Men is a skillful, tricky, and dangerous poker qiu qiu player at all times, especially so when he has lots of chips and is sure to try to take control of the table, seemingly raising and reraising each hand, building huge pots that create huge swings that serve to unnerve even the steadiest player. As an opponent in these situations, you are faced with two extreme choices: sit back and let Men run over the table, sacrificing blinds and antes along the way, or get in there and gamble with him, hoping to outplay or out-catch him at some point.

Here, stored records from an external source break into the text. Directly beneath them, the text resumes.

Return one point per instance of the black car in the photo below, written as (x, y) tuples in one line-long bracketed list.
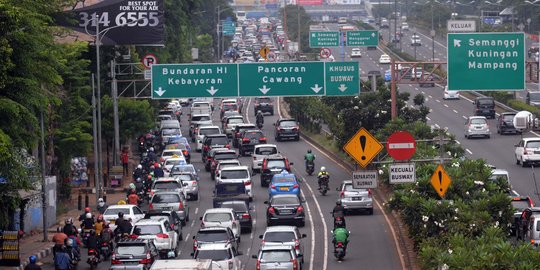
[(238, 130), (263, 104), (130, 253), (250, 138), (173, 218), (273, 165), (505, 123), (213, 141), (285, 208), (286, 128), (484, 106), (243, 213)]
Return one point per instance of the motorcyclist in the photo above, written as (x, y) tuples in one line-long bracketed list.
[(322, 173), (133, 198), (309, 157), (102, 206), (259, 117)]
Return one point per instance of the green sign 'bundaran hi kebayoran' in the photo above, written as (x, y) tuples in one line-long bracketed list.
[(486, 61)]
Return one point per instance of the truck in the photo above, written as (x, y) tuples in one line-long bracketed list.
[(229, 192), (184, 264)]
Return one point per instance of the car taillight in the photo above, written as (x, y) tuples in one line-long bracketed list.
[(162, 235)]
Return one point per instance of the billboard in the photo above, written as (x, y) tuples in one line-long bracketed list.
[(123, 22)]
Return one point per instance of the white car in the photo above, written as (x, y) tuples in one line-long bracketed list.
[(221, 217), (236, 174), (449, 94), (356, 53), (161, 233), (132, 212), (203, 131), (260, 152), (528, 151), (384, 59), (221, 254)]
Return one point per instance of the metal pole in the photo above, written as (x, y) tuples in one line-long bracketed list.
[(114, 94), (98, 78), (44, 180), (94, 130), (393, 90)]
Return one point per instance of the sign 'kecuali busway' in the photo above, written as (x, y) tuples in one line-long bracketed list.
[(255, 79), (486, 61)]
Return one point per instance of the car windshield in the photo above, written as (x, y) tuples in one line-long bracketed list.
[(266, 150), (130, 250), (207, 131), (166, 198), (279, 237), (285, 200), (115, 211), (166, 185), (234, 174), (276, 164), (276, 256), (533, 144), (170, 131), (212, 236), (214, 255), (147, 229), (290, 123), (217, 217), (284, 179)]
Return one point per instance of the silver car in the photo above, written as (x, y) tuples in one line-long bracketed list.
[(281, 257), (477, 126), (170, 200), (355, 198)]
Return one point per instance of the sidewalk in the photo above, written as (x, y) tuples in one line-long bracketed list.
[(34, 244)]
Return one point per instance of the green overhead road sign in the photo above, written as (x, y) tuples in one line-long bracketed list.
[(322, 39), (256, 79), (486, 61), (362, 38), (194, 80)]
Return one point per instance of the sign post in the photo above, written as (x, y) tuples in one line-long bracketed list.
[(473, 57)]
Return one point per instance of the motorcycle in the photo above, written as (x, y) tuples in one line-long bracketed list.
[(324, 184), (339, 251), (310, 167), (93, 259)]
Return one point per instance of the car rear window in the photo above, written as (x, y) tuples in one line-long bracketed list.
[(212, 236), (147, 229), (217, 217), (214, 255), (234, 174), (166, 198), (166, 185), (288, 123), (276, 256), (279, 237), (131, 249), (266, 150)]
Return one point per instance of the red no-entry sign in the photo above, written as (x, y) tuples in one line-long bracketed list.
[(401, 145)]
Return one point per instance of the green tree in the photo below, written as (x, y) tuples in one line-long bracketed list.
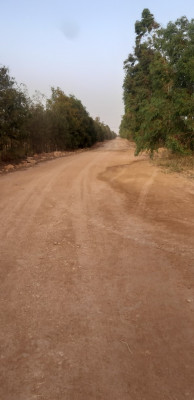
[(159, 86), (14, 109)]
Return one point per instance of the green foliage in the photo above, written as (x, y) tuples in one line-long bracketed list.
[(159, 86), (14, 112), (34, 126)]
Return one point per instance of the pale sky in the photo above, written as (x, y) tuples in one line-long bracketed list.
[(77, 45)]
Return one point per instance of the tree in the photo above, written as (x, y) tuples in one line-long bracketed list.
[(159, 86), (13, 113)]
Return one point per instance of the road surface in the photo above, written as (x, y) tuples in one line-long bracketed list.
[(97, 280)]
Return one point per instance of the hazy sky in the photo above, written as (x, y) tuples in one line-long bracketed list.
[(78, 45)]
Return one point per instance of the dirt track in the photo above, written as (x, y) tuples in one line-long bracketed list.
[(97, 280)]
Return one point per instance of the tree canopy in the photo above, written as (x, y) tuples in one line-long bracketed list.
[(30, 126), (158, 88)]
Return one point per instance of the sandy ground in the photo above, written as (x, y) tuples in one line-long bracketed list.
[(97, 280)]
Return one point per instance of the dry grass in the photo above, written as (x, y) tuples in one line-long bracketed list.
[(175, 163)]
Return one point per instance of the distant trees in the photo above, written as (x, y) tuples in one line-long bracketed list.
[(158, 88), (30, 126)]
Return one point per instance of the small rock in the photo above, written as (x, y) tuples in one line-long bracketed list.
[(9, 167)]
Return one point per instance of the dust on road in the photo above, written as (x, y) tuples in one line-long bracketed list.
[(97, 288)]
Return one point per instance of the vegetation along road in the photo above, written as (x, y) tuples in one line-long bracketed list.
[(97, 289)]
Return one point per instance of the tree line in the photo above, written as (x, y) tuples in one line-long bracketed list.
[(158, 89), (36, 125)]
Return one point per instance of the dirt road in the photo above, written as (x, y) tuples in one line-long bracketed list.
[(97, 280)]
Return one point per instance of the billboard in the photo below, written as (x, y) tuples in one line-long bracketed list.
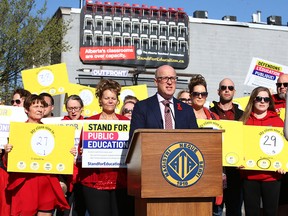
[(131, 36)]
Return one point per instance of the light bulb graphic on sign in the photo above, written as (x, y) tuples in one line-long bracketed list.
[(42, 143)]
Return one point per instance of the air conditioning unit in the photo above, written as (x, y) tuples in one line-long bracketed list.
[(229, 18), (200, 14), (274, 20)]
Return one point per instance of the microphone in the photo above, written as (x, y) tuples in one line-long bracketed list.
[(170, 110)]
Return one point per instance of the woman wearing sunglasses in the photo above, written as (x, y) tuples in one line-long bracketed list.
[(127, 109), (198, 94), (105, 189), (260, 111), (34, 193), (19, 96)]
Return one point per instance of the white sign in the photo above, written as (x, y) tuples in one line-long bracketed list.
[(9, 114), (264, 73)]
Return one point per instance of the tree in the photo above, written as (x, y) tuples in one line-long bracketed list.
[(27, 39)]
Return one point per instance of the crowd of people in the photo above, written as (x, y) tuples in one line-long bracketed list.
[(103, 191)]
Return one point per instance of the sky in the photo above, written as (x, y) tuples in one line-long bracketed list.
[(242, 9)]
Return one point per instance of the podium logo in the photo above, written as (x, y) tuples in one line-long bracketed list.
[(182, 164)]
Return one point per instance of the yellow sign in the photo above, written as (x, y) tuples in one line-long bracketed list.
[(52, 79), (105, 143), (282, 113), (232, 139), (40, 148), (242, 102), (265, 148)]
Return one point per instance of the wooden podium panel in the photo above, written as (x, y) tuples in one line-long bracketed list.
[(154, 194)]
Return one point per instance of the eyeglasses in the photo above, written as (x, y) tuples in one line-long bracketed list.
[(197, 94), (260, 99), (166, 79), (126, 111), (280, 85), (185, 100), (76, 109), (17, 101), (223, 88)]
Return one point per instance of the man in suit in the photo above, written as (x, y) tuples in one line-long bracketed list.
[(150, 113)]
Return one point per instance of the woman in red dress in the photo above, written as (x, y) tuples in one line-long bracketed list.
[(105, 189), (259, 184), (31, 193)]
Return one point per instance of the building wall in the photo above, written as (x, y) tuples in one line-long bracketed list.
[(218, 49)]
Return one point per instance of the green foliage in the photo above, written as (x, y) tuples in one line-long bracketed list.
[(27, 40)]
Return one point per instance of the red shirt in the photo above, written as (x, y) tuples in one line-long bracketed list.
[(279, 102), (210, 115), (271, 119), (102, 178)]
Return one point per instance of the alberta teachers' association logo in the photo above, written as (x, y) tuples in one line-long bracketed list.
[(182, 164)]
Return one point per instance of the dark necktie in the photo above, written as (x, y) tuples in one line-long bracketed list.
[(167, 115)]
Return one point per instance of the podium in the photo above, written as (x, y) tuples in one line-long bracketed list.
[(153, 151)]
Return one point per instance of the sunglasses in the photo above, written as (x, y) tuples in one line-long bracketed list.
[(260, 99), (17, 101), (280, 84), (185, 100), (126, 111), (197, 94), (76, 109), (223, 88)]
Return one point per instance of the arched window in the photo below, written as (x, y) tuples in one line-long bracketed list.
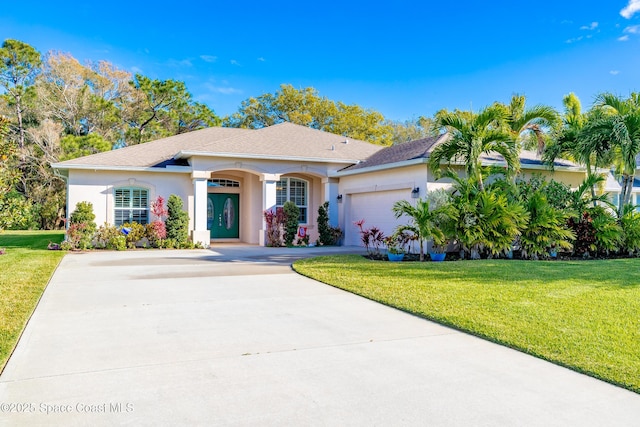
[(295, 190), (131, 205)]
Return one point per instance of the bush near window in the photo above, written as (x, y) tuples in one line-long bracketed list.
[(274, 220), (177, 222), (291, 215)]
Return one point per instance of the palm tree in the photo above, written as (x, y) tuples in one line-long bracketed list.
[(423, 221), (472, 135), (534, 121), (572, 141), (618, 127)]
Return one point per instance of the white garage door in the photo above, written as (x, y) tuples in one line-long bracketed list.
[(375, 209)]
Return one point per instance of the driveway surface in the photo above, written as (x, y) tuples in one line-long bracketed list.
[(231, 336)]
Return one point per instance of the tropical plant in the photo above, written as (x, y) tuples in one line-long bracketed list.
[(177, 222), (619, 126), (608, 232), (546, 229), (423, 222), (471, 135), (274, 221), (325, 236), (372, 238), (630, 224), (535, 121), (291, 215)]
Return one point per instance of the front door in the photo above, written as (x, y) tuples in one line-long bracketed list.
[(222, 215)]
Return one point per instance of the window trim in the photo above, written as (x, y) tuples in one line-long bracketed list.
[(131, 209), (288, 197)]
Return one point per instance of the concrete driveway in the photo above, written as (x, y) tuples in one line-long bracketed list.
[(232, 336)]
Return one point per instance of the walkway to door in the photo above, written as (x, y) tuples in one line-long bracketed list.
[(231, 336)]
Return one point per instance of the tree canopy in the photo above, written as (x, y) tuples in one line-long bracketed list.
[(307, 108)]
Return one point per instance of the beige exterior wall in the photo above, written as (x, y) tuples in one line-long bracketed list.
[(370, 196), (97, 187)]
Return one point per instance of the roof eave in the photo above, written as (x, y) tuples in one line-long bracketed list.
[(188, 154), (376, 168), (167, 169)]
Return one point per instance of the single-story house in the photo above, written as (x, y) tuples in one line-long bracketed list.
[(228, 177)]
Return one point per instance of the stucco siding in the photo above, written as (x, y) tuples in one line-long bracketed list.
[(97, 187)]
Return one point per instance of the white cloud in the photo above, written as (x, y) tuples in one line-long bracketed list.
[(634, 29), (631, 9), (593, 26)]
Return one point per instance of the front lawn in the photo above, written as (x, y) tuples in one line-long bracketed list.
[(25, 270), (581, 314)]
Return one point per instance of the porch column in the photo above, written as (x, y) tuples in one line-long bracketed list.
[(331, 196), (269, 185), (200, 233)]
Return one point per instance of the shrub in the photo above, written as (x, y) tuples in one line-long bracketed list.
[(177, 222), (372, 238), (274, 220), (291, 215), (155, 232), (82, 226), (104, 235), (118, 243), (630, 223), (546, 229), (607, 231), (136, 233), (83, 214), (585, 234)]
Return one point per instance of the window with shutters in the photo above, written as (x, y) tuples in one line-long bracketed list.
[(131, 205)]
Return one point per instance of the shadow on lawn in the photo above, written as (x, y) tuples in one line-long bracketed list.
[(615, 273), (29, 240)]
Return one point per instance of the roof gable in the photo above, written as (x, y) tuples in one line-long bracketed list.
[(284, 140)]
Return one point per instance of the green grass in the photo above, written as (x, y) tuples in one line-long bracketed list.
[(25, 270), (584, 315)]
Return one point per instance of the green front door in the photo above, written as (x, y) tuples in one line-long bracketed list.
[(222, 216)]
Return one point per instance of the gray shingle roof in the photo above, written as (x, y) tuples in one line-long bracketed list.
[(422, 148), (281, 140)]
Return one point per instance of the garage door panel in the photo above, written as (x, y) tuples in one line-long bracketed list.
[(375, 209)]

I chose the latter option, even though we were in the stud rounds, Men’s strongest games. It was a make-or-break opportunity, and I decided to take a chance to accumulate some chips, knowing that Men’s relentless aggression didn’t necessarily indicate powerhouse hands. One hand in particular proved to be both very interesting and quite decisive to my fortunes:
Playing stud eight-or-better, I raised with a strong hand, a three-flush containing three low cards, showing a 5. Men reraised me, as he had done every single time I (or anyone else) entered a pot. Betting, raising, and reraising took place on every street. As we reached the river, my board read 5-9-9-A: I had a pair of nines, a four-card flush draw, and a 7 low draw. Men’s board read 5-10-7-8: a rough low or low draw, possibly a pair, certainly a straight draw of some sort, and possibly a flush draw. The action indicated that Men’s hand, like mine, had lots of possibilities, but that he likely had paired and did not have a made low on sixth street. I anxiously looked at my seventh-street card and found a complete blank — a queen that provided no help whatsoever and left me with only the open nines.
At this point, I began to outsmart myself. I was fairly sure that Men believed I had made aces up on sixth street, and I had played enough with him in the past to know that he was sometimes capable of laying down a pair of tens or perhaps even two small pair on the river if he missed his low draw. The pot was so huge that I decided it was worth risking a bet at this stage. I fired my chips into the pot.
Unfortunately, Men raised. My first instinct was to fold, but something about his raise didn’t feel right, and I remembered other hands I had played against Men or observed him play at this game. I began to suspect that he had indeed made a low hand with a weak (or nonexistent) high hand, and was trying to push me out of the pot in order to scoop. I thought for a long time, angry at myself for having gotten into this predicament, but increasingly reading Men as wanting me to lay my hand down. The problem I had was that I might be right that my nines might not be good; that is, Men might have been bluffing with the best hand. In hold’em or stud high, I could reraise, but if he had a low (as I supposed), a reraise would serve no purpose except to drain more of my increasingly precious chips. What a pickle I had gotten myself into; my bluff had failed and now I was tempted to waste another bet based solely on my history against Men.
I finally decided the size of the pot (even though I was almost certainly going to get only half if I was right) dictated that I call, based on my strong read that Men was making a play. As soon as I threw my chips in, Men smiled and said, “Good call,” giving me a momentary feeling of optimism. “Aces up are good,” he continued, “I made a low.” Now, I was becoming more pessimistic, but still hoping against hope. I announced that I didn’t have aces up, but Men continued to pull back only his share of the betting, as if he expected a split pot. Unfortunately, as he casually spread his cards, I saw the dreaded pair of tens that doomed me.
So, that’s how I lost two bets on the river in stud eight-or-better with no low and only a pair of nines for high, which — to make matters worse — were showing.